Bild von Kurt MotlikDer verpfuschte Putsch

Unmittelbar nach Kriegsende stand die Wiener Bevölkerung vor dem blanken Nichts. Es gab kaum Nahrungsmittel, kein Material zur Behebung der Kriegsschäden und sehr wenig Arbeitskräfte. Viele arbeitsfähige Männer waren gefallen oder kehrten verstümmelt aus dem Krieg zurück und hunderttausende ehemalige Soldaten befanden sich noch in Kriegsgefangenschaft.

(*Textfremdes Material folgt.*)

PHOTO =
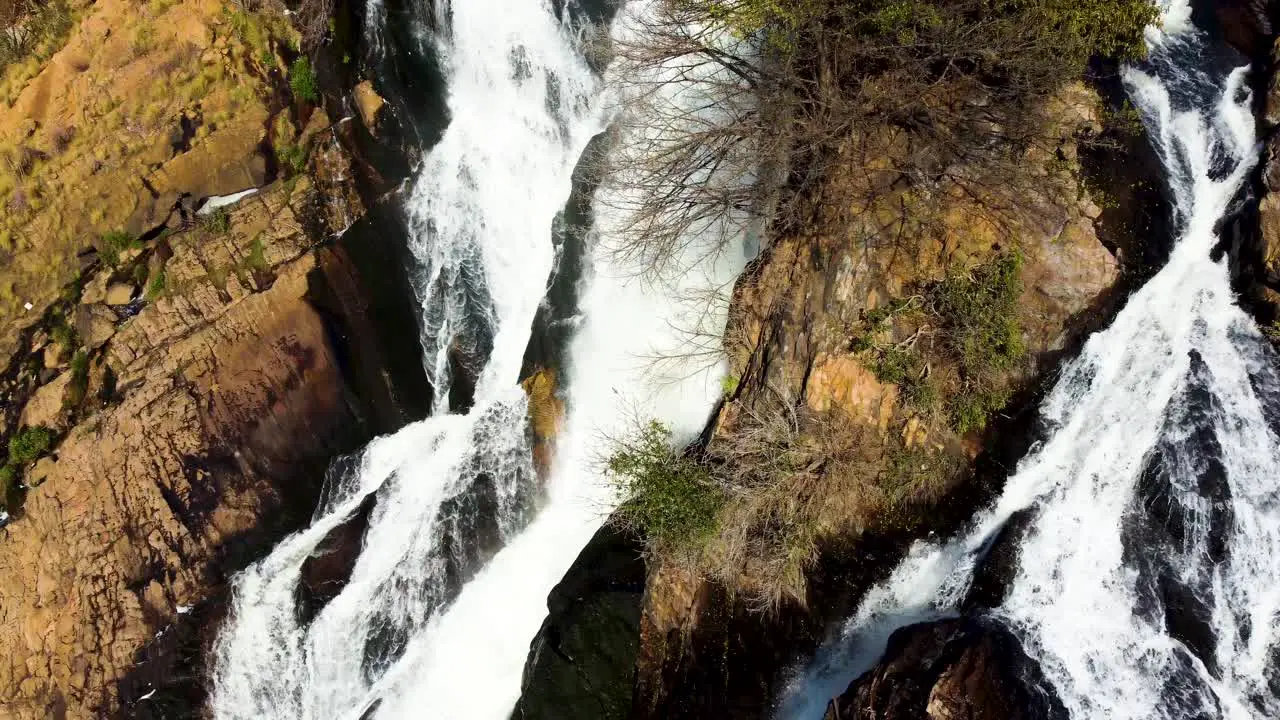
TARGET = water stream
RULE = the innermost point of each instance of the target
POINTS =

Im August 1945 vereinbarten die Siegermächte USA, Großbritannien, Frankreich und die Sowjetunion nach dem Muster Deutschlands auch Österreich in vier Besatzungszonen aufzuteilen. Die Sowjetzone, auch Ostzone genannt, bestand aus Niederösterreich, dem Burgenland und der südlichen Hälfte Oberösterreichs. Sie war von den Westzonen durch einen „Eisernen Vorhang“, der den Namen Demarkationslinie trug, praktisch isoliert, obwohl Österreich ein politisches Staatsgebilde blieb. Auch Wien war in vier Besatzungszonen unterteilt, wobei der 2., 4., 10., 20., 21., sowie der 22. Bezirk der Sowjetunion zugeordnet wurden. Der 1. Bezirk wurde international verwaltet.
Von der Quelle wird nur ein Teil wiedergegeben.